Ressources documentaires pour Mandriva Linux et les Logiciels Libres

Follow up : On Linux security

Adam on his latest blog named On Linux security is 100% right when he’s saying that Linux users should not have a false sense of security and impunity when using Linux.

In fact the strength of Linux concerning user security is the fact that … it’s not easy to install third-party applications ! Indeed to install third-party applications you have to deal with several issues : package format ( TGZ vs RPM vs DEB ), API/libraries versions issues, compatibility issue, the need to know root password eventually, the need to add manually the execute bit on a executable to run it eventually.

In short : one of the main weakness of Linux to be able to be easy to use for mass consumer market is fact also what allow Linux to be less targeted by malware ! When everybody will be running Ubuntu with full sudo power for first user, then we will have the same issues than Windows users 😉

SELinux/AppArmor may help, but most of the time only for known applications. SELinux/AppArmor allow to provide rules saying that application X is allowed to this, but not allowed to do that. However you need to create the rules for the applications, so most of the time, users will be running the system in permissive mode, or use MAC security only on servers with a limited and known applications set. But what about third-parties applications ? As you don’t know the rules to create, you will let the application do whatever he wants, and then he can just open a port on a unprivileged port and listen or send whatever informations he want … Of course you have tools to create simply rules for SELinux or AppArmor. But are most users able to audit theses auto-created profiles to catch abnormal operations or non-wanted behavior ?

The only ways to be protected against theses kinds of issues are :

  • monitor changes to critic system configuration files or binaries ( chkrootkits for example ).

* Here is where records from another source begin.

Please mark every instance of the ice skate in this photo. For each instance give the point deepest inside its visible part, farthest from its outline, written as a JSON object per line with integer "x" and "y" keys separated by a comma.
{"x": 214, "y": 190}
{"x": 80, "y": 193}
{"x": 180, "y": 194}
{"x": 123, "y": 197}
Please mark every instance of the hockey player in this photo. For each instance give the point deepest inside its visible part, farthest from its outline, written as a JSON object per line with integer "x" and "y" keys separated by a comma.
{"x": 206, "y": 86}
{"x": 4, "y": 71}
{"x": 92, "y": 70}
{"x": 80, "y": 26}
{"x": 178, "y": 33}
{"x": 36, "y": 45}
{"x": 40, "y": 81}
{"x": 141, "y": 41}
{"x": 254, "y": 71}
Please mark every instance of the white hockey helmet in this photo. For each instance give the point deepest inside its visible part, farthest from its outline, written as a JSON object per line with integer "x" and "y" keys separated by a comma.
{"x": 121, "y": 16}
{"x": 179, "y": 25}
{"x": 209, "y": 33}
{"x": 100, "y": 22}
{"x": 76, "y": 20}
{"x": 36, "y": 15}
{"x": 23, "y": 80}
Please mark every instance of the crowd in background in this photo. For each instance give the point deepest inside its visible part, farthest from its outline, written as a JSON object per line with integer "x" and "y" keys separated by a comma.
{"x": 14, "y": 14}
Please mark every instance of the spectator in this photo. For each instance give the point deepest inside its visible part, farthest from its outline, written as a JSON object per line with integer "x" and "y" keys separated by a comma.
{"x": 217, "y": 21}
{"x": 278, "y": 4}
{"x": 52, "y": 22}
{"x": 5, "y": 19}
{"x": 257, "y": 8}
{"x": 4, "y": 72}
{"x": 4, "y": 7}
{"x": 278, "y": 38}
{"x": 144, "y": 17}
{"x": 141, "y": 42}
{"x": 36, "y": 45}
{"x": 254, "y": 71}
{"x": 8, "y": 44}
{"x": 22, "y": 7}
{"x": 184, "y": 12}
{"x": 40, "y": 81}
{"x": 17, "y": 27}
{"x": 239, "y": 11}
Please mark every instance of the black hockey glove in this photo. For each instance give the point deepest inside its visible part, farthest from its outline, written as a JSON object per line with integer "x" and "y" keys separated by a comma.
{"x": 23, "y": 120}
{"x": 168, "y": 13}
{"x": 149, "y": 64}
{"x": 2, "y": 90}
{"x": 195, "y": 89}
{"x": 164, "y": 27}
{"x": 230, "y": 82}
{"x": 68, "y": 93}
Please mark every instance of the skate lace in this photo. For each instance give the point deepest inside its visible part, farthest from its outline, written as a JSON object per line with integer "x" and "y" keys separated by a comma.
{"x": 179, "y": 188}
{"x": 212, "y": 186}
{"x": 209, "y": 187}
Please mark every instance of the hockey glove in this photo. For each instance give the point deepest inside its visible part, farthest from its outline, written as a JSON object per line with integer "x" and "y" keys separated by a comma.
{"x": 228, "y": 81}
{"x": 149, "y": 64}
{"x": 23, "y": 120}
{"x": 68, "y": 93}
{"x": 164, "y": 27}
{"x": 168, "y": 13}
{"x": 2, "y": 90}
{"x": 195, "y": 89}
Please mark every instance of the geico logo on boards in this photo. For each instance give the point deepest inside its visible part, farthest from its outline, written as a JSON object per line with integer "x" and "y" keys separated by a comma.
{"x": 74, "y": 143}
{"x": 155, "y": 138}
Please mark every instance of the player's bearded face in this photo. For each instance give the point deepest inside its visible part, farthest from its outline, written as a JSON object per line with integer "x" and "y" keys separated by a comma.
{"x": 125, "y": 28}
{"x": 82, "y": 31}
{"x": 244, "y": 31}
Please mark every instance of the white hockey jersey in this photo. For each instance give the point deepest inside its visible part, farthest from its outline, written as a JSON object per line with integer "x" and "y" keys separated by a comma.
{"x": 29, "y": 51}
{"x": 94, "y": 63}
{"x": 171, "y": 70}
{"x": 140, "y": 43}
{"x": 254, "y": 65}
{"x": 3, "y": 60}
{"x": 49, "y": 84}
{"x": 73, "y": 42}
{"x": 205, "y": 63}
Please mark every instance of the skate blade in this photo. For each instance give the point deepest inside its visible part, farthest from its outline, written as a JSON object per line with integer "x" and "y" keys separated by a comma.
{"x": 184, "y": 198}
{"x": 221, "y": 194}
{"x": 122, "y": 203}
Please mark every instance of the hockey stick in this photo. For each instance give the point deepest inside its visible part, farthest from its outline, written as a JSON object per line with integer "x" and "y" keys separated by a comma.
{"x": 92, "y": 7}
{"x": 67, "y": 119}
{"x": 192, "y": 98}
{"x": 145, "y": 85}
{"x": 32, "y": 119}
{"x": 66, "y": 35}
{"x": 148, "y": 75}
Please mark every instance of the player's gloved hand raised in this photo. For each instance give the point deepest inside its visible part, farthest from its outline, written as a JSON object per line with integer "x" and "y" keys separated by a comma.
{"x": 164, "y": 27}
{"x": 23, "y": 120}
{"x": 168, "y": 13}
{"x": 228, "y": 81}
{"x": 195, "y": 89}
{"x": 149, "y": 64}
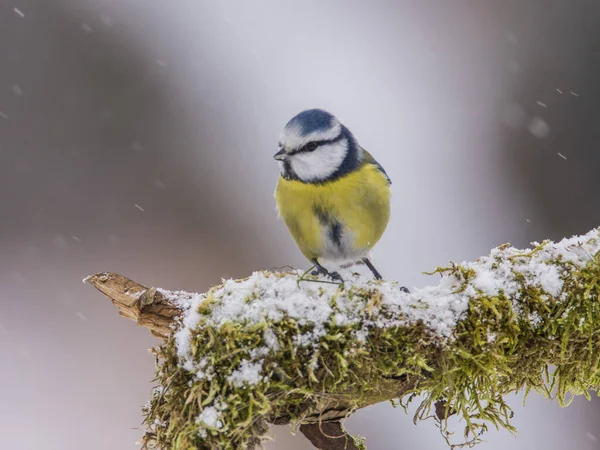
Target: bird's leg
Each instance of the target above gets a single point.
(378, 276)
(320, 270)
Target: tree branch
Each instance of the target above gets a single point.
(272, 349)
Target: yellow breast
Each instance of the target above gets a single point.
(359, 202)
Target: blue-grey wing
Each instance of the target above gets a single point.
(368, 159)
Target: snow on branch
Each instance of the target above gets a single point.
(271, 349)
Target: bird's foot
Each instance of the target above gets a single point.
(335, 276)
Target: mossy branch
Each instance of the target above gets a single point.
(270, 350)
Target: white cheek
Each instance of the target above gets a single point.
(281, 167)
(321, 163)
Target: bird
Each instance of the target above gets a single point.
(332, 194)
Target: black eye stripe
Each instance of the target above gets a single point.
(317, 144)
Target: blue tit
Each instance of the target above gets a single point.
(332, 194)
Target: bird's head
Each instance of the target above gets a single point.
(315, 147)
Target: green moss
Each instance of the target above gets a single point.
(499, 346)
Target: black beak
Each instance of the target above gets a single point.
(280, 155)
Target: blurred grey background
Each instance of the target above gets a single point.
(136, 136)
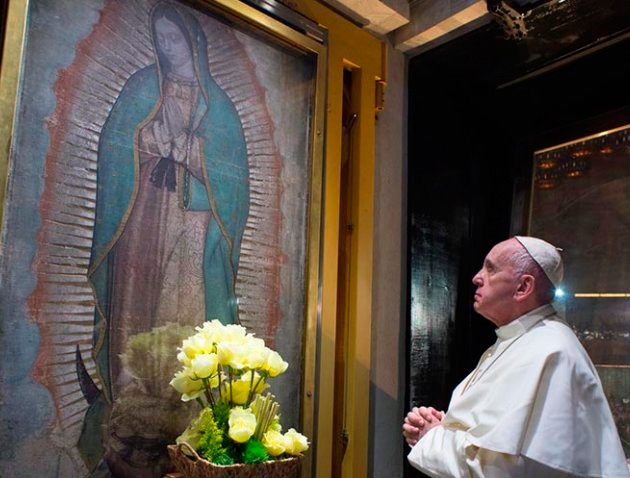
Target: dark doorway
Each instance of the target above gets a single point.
(478, 108)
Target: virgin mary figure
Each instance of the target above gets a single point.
(172, 203)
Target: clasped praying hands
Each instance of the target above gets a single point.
(419, 421)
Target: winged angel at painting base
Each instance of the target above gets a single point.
(172, 203)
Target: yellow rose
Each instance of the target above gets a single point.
(204, 365)
(187, 385)
(274, 442)
(234, 333)
(232, 354)
(242, 424)
(297, 443)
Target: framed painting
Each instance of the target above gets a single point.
(580, 201)
(163, 167)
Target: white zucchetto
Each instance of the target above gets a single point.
(546, 256)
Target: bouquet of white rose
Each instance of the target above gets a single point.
(225, 370)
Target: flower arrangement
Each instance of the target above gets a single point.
(225, 370)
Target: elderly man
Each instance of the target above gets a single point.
(534, 406)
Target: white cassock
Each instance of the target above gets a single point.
(534, 407)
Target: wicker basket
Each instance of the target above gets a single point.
(191, 465)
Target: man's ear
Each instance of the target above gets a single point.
(526, 287)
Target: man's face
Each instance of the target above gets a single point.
(496, 282)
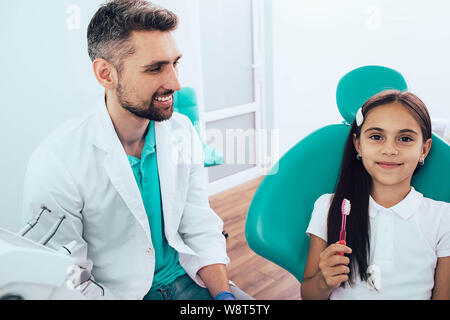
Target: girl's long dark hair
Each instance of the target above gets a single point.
(355, 184)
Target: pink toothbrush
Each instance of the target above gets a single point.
(345, 209)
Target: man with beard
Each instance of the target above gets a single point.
(139, 214)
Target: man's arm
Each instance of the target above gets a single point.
(201, 228)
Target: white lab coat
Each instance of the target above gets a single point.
(82, 171)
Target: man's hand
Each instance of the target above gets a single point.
(215, 277)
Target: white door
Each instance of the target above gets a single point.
(233, 79)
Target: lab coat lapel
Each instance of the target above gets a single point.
(118, 168)
(167, 170)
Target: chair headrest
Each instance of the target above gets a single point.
(357, 86)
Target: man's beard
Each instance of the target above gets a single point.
(146, 110)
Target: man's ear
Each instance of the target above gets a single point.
(105, 73)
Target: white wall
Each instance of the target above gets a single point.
(316, 42)
(47, 78)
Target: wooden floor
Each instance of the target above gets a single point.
(255, 275)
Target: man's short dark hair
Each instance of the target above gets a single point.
(110, 28)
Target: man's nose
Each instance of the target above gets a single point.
(172, 82)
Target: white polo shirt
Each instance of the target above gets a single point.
(405, 242)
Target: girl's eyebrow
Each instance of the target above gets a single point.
(400, 131)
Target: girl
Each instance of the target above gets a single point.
(398, 242)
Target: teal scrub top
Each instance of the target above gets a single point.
(145, 170)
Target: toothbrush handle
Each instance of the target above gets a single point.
(344, 243)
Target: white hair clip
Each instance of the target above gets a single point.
(359, 117)
(374, 280)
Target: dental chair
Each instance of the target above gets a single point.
(282, 205)
(185, 102)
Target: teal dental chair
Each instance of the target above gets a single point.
(281, 208)
(185, 102)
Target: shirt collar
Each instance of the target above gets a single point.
(405, 208)
(150, 141)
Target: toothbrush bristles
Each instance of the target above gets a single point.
(346, 207)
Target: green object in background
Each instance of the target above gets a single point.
(185, 102)
(281, 208)
(357, 86)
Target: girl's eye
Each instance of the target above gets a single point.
(375, 137)
(406, 139)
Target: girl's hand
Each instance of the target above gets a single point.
(333, 267)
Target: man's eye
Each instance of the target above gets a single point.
(154, 69)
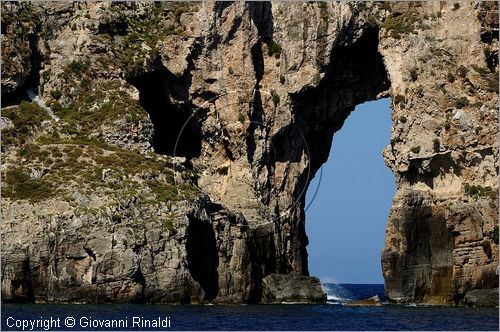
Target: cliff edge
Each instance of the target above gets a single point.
(160, 152)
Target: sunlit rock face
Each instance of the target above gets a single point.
(188, 133)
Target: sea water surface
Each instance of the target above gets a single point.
(330, 316)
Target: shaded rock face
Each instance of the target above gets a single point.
(482, 298)
(196, 128)
(279, 288)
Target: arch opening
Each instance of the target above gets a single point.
(346, 219)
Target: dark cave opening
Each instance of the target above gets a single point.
(202, 256)
(176, 131)
(32, 80)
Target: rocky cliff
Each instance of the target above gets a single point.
(167, 147)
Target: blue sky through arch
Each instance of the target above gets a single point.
(346, 221)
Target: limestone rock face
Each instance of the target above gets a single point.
(482, 298)
(279, 288)
(183, 136)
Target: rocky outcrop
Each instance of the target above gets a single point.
(482, 298)
(372, 301)
(291, 288)
(188, 134)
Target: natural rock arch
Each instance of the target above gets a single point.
(298, 70)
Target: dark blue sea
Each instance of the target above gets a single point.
(331, 316)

This is where Mandriva shine with its MSEC tool. Indeed MSEC allow to put security constraints on several system settings, and executes daily security checks, which detect changes in system files, system accounts, and vulnerable directory permissions and then send reports to the user.
  • prevent unknown or unwanted applications from communicating to outside world by using a firewall filtering incoming but also outgoing communications ( however at one point users will just answer yes to everything as they don’t know what to answer most of the time ).
  • monitor system activity for abnormal ones … in short running an AntiVirus/AntiTrojan/AntiMalware … This consume resources, may generate false-positives, but also don’t detect the malware. No antivirus/antimalware/antitrojan is able to detect 100% of the threats. The bests are able to detect at most 90%, and most of them only detect 80%-70% of the threats.
  • or easier : only install packages from trusted sources. However, are the distributions checking all the code in all of their packages ? I don’t think so. Are distribution able to provide all the appplications that a user may want to use ? I don’t think so. On top of that it’s easy to become the packager for a distribution, doing a good job at the beginning, and when you are ready, add some subtle changes that will allow you to install a rootkit or trojan in the users computers. And you don’t even need to do a “rm -fr /” right after the package installation in the %post installation scripts. Just edit root crontab or put a file in /etc/cron.monthly or cron.yearly. Before that someone may catch that something is wrong is your packages …

So the perfect solution doesn’t exist. You will have to use a mix of different solutions, but again the first defense is … YOU. Switch on your brain, be smart and careful.